Austin Stewart

Postdoctoral Fellow in Political History, austin.stewart@missouri.edu
Austin Stewart holds a B.A. and M.A. in History from Cleveland State University and a Ph.D. in Early American History from Lehigh University. He previously served as a Visiting Professor of History and Native American Studies at Northland College in Wisconsin during the 2022-2023 academic year. His teaching interests center on courses in the history of the Atlantic World, Native history, the Revolutionary Era, the Early Republic, and the nineteenth-century American West. Austin’s current research focuses on Native migrations, territoriality, and settler colonialism in the early nineteenth-century West. He is interested in comparative legalities and constructions of property, sovereignty, and identity in the eighteenth- and nineteenth-century Americas. He joins the Kinder Institute as a Postdoctoral Fellow in Political History.

 

Tara Ginnane

Postdoctoral Fellow in Political Thought & Constitutionalism, tginnane@missouri.edu
Tara Ginnane works in constitutional theory, political theory, and comparative constitutionalism. She received a BA from the University of Oxford, an LLM from the University of Chicago, a PhD from the University of Texas at Austin, and a certificate in French and European law from the University of Paris (Panthéon-Assas). 
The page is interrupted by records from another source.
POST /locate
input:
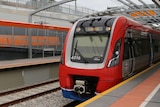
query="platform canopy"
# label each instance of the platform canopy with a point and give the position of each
(147, 14)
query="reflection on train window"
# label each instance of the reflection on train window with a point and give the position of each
(89, 48)
(140, 43)
(126, 50)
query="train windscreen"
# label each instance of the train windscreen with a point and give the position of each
(90, 40)
(89, 48)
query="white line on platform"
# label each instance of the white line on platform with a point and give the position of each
(145, 102)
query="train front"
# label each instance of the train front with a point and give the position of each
(83, 71)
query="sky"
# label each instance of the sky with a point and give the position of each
(101, 5)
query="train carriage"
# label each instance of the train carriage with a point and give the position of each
(100, 52)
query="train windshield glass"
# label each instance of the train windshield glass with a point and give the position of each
(89, 48)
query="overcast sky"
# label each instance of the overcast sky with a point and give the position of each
(103, 4)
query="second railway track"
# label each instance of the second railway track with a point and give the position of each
(29, 92)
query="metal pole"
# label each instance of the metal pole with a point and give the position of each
(30, 21)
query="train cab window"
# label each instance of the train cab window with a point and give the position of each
(89, 48)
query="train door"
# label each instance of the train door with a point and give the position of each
(128, 58)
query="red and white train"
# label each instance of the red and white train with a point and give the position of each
(100, 52)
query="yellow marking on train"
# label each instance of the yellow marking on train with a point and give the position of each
(114, 87)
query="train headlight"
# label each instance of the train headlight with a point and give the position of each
(80, 82)
(79, 86)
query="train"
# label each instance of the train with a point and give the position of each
(16, 38)
(100, 52)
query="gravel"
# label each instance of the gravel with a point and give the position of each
(49, 100)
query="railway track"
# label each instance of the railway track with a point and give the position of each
(29, 92)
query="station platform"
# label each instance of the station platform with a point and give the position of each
(141, 90)
(28, 62)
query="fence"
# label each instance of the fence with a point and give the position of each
(35, 37)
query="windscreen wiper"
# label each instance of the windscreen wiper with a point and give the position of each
(79, 53)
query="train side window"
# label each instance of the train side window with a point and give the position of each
(116, 54)
(126, 50)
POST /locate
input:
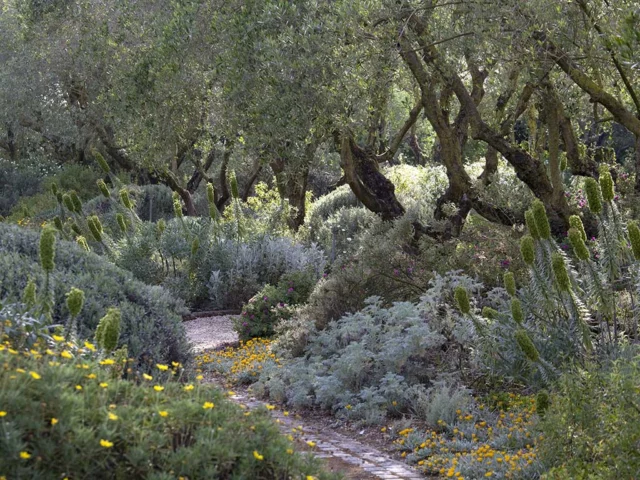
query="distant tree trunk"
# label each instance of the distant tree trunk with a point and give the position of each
(257, 168)
(291, 181)
(414, 145)
(172, 182)
(369, 185)
(490, 166)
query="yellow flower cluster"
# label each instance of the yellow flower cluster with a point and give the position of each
(247, 359)
(468, 447)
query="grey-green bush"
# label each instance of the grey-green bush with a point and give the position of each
(151, 324)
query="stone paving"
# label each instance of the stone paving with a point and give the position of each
(212, 332)
(333, 444)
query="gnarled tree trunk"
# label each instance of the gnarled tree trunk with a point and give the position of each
(369, 185)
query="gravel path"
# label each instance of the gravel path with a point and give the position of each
(208, 333)
(356, 460)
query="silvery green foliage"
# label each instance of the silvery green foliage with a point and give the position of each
(240, 269)
(380, 361)
(152, 327)
(20, 327)
(440, 402)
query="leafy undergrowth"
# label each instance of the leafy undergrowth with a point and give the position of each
(494, 440)
(65, 412)
(243, 364)
(484, 442)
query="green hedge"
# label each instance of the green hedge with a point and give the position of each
(151, 327)
(66, 417)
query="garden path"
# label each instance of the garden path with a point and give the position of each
(356, 460)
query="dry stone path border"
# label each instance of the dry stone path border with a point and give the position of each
(330, 444)
(211, 332)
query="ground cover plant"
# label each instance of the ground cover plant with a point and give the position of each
(151, 319)
(425, 211)
(65, 410)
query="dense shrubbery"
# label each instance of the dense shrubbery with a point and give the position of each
(36, 202)
(592, 428)
(379, 361)
(238, 270)
(274, 304)
(151, 323)
(63, 413)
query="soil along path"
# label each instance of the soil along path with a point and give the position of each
(209, 333)
(356, 460)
Tara’s political theory research focuses on how transnational political participation affects the spatiality of democracy. She is also interested in how territory matters to political community. Her dissertation, “The National Membership Politics of External Voting,” proposes normative guidelines for external voting policies based on an original comparative empirical study of their relationship to national membership. Tara’s constitutional theory research focuses on the normative logics of constitutional structures and has been published in Polity.  

Ferris Lupino

Postdoctoral Fellow in Political Thought & Constitutionalism, falgk6@missouri.edu
Ferris Lupino holds a B.A. in Political Science from the University of Washington and an M.A. and Ph.D. in Political Science from Brown University. His manuscript project, American Stasis: Conflict, Order, and Leadership in Black Political Thought looks to the canon of black political thought to find ways of rethinking democratic politics and conflict and outlines how post-civil rights thinkers’ uses of classical materials provide alternatives to the assimilationist and separatist paradigms in US racial politics. From 2020-2021, he taught as a Lecturer at Seattle University. He joins the Kinder Institute as a Postdoctoral Fellow in American Political Thought and Constitutionalism.